Deuteronomy 16:21, Deuteronomy 16:22

The pathways to temptation to be shunned.

A rash and hare-brained pilot may venture as near as he can to a sunken reef, but a wise captain will prefer plenty of sea-room. It is no proof of wisdom to tamper with temptation. One cannot handle pitch without being defiled.

I. GOD WISHES TO IMPART TO MEN HIS OWN FEELING TOWARDS IDOLATRY. (Deuteronomy 16:22.) To be like God is the summit of every good man's ambition. This is God's intention also. But the attainment can only gradually be made. We must have God's thoughts rooted in us; we must cultivate similar feelings; we must cherish similar purposes or we cannot be like him in character. Idolatry corrupts the soul and generates death. To know and worship God leads up to richest life.

II. EXTERNAL AIDS TO IDOLATRY MUST BE CAREFULLY AVOIDED. A stone which is a stumbling-block to a child has no peril for a strong man; for the sake of the young and the weak, the stone should be taken out of the way. It is wise and noble to abstain from self-indulgences which will imperil the piety of others. A shady grove would be pleasant enough for worshippers in the scorching climate of the East; nevertheless, if it shall tend in the least measure to lure the ignorant into idolatry, we will forego the pleasure.

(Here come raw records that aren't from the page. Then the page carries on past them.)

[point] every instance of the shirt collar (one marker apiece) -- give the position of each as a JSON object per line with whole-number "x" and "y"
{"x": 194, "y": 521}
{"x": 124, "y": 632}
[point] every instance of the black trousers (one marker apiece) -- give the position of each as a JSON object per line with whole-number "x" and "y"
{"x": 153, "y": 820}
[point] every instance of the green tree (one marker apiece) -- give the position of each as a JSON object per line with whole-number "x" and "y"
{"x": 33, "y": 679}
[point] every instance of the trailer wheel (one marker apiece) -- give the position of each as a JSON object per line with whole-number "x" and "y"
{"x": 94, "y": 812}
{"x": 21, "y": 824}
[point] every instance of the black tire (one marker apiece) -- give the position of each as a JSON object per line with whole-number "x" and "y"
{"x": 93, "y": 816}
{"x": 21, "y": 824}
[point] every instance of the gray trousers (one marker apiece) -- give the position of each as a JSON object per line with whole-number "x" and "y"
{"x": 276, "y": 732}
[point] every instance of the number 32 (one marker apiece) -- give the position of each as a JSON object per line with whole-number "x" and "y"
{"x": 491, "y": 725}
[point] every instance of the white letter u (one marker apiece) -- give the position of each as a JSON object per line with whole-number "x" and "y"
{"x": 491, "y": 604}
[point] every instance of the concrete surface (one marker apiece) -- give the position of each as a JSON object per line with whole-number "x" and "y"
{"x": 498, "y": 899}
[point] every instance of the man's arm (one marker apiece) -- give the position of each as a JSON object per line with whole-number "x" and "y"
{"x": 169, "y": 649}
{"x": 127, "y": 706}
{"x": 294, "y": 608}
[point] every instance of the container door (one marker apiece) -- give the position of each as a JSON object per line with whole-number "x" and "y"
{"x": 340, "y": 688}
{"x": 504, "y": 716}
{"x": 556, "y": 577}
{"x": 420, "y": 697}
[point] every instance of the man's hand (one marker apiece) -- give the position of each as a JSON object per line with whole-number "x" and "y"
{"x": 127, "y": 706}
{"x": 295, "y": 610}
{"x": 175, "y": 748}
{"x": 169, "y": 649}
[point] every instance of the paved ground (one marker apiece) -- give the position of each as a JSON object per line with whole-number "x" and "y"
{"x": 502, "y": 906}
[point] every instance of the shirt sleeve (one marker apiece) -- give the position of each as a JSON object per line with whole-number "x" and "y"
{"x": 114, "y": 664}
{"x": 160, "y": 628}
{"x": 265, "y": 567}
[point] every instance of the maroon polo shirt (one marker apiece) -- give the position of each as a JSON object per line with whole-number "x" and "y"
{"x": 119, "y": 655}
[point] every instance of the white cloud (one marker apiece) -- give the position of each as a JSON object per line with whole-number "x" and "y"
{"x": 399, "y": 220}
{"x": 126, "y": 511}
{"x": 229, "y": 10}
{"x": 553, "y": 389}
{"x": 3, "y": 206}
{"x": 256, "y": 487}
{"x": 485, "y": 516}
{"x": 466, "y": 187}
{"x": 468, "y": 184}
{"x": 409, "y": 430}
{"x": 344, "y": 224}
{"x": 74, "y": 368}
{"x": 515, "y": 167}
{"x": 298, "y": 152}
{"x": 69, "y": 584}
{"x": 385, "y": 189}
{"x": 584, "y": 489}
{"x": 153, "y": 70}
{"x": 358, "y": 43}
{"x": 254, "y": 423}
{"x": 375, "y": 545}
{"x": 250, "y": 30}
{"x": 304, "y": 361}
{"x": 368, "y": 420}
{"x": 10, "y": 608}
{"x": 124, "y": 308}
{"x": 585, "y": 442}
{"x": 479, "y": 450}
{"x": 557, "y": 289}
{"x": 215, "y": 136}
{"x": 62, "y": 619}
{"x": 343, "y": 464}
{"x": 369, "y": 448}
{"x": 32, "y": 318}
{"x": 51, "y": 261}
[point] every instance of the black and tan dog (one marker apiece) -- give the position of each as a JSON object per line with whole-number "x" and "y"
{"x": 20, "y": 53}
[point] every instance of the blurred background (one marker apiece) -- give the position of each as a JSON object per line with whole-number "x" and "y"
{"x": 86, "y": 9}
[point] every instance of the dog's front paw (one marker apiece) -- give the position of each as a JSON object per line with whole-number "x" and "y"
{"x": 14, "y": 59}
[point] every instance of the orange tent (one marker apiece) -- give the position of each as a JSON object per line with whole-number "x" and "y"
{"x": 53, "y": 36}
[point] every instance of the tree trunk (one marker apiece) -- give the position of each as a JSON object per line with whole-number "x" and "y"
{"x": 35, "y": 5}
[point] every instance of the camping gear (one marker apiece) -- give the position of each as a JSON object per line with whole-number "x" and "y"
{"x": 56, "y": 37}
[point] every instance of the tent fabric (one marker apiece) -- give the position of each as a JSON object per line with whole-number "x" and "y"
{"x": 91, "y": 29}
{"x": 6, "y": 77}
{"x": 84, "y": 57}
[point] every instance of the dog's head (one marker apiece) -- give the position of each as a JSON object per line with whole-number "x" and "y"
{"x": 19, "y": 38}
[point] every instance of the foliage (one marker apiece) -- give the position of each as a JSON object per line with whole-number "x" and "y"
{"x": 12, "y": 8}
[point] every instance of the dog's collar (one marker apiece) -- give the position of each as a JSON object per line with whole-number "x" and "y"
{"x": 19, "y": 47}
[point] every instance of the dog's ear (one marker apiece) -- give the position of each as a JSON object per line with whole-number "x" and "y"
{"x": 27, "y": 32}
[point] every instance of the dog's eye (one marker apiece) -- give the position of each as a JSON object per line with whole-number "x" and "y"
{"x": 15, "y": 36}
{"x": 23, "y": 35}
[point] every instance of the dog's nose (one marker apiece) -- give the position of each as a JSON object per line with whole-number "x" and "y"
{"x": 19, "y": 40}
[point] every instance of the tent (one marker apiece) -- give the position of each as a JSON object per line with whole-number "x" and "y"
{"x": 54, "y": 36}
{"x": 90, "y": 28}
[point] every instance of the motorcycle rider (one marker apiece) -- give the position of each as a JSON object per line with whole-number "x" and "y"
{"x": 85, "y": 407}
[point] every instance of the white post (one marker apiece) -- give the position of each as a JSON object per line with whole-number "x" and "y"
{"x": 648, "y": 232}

This is Godlike, to deny self in order to bless others. If umbrageous groves make my weak brother to offend, I will endure the noontide heat so long as life shall last. Our mental tastes, our love of the beautiful, our desire for pleasure,—all must give way to honest endeavor for the moral elevation of the race.

III. GOD'S FATHERLY KINDNESS IS EXPRESSED IN THESE PLAIN PRECEPTS. We might reach these wise maxims as reasonable deductions from moral principles; yet they come to us clothed with irresistible authority, when they appear as the revealed will of God, A twofold light blends to point out the path of human conduct, viz. the light of conscience and the light of Scripture; yet these twin rays emanate from the selfsame sun.—D.